STEM and Gender
Feb 17, 2021
Responsible organizations prioritize and practice diversity and gender inclusion. STEM organizations are particularly challenged with this responsibility because there are simply not enough women graduating with STEM degrees. Consider this:
Women represent only 38% of postsecondary students enrolled in STEM fields
Engineering and engineering technology: 20.2%
Mathematics and computer and information sciences: 28.0%
Science and science technology: 56.9%
In 2019, women accounted for less than a quarter (23.6%) of working professionals in natural and applied sciences and related occupations.
In 2017, women earned just over one-third (35.8%) of all STEM related degrees in Canada.
Among STEM graduates in 2016, men were more likely (41. 5%) to work in STEM jobs than women (22.5%).
The reason women are less likely to pursue postsecondary STEM degrees is the subject of a larger, more complex discussion. The issue here remains: for STEM organizations to achieve gender inclusion objectives, a talent pool with minimal female representation creates challenges.
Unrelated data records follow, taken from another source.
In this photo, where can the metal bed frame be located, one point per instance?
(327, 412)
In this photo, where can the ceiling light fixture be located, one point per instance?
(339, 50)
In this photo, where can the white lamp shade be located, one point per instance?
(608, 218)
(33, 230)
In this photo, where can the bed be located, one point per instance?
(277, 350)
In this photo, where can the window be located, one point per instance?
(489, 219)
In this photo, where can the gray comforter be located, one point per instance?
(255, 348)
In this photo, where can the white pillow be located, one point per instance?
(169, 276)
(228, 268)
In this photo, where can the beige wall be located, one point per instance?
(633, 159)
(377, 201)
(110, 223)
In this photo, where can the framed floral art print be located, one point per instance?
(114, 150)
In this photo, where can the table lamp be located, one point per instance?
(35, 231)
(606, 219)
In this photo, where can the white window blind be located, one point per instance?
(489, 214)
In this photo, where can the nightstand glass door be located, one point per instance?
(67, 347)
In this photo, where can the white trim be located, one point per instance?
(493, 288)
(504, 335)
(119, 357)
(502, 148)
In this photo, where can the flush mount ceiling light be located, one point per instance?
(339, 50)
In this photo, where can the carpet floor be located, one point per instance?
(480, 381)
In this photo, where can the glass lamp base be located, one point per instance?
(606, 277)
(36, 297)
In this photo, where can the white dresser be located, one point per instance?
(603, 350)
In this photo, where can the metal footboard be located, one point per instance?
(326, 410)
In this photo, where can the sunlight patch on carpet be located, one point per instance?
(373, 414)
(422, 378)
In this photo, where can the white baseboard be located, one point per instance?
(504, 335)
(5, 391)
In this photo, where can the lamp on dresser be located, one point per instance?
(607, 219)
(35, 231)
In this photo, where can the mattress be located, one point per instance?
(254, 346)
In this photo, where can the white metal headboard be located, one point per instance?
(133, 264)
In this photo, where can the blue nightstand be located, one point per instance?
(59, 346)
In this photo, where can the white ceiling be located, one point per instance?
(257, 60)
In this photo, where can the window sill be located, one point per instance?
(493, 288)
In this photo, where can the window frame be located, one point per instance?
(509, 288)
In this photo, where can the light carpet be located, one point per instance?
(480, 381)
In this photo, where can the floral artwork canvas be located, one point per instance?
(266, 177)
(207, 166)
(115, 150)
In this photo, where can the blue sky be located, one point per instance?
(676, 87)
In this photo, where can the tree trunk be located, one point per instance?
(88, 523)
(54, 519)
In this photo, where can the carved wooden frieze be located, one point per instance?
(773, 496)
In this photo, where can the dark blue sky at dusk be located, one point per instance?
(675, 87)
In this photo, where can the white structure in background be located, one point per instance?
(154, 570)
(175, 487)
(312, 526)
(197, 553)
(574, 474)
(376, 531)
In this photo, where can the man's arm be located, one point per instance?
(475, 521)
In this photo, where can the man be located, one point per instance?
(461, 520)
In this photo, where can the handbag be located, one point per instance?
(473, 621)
Action that Helps - Employer Sponsored Student Loan Repayment Assistance
STEM organizations seeking gender diversity can position themselves as employers of choice within a limited talent pool of qualified female STEM graduates. Offering a student loan benefit is one way for organizations to stand out. And the reasons are simple:
Woman account for approximately 60% of all student loan borrowers
Women owe an average of 8.2% more in student debt than men
Women take on average two years longer to pay back loans than men
In short, student debt is a worry for all genders but a greater worry for women. Organizations offering benefits that address the largest financial concern of new female STEM graduates may very well get your company on the shortlist of employer choices.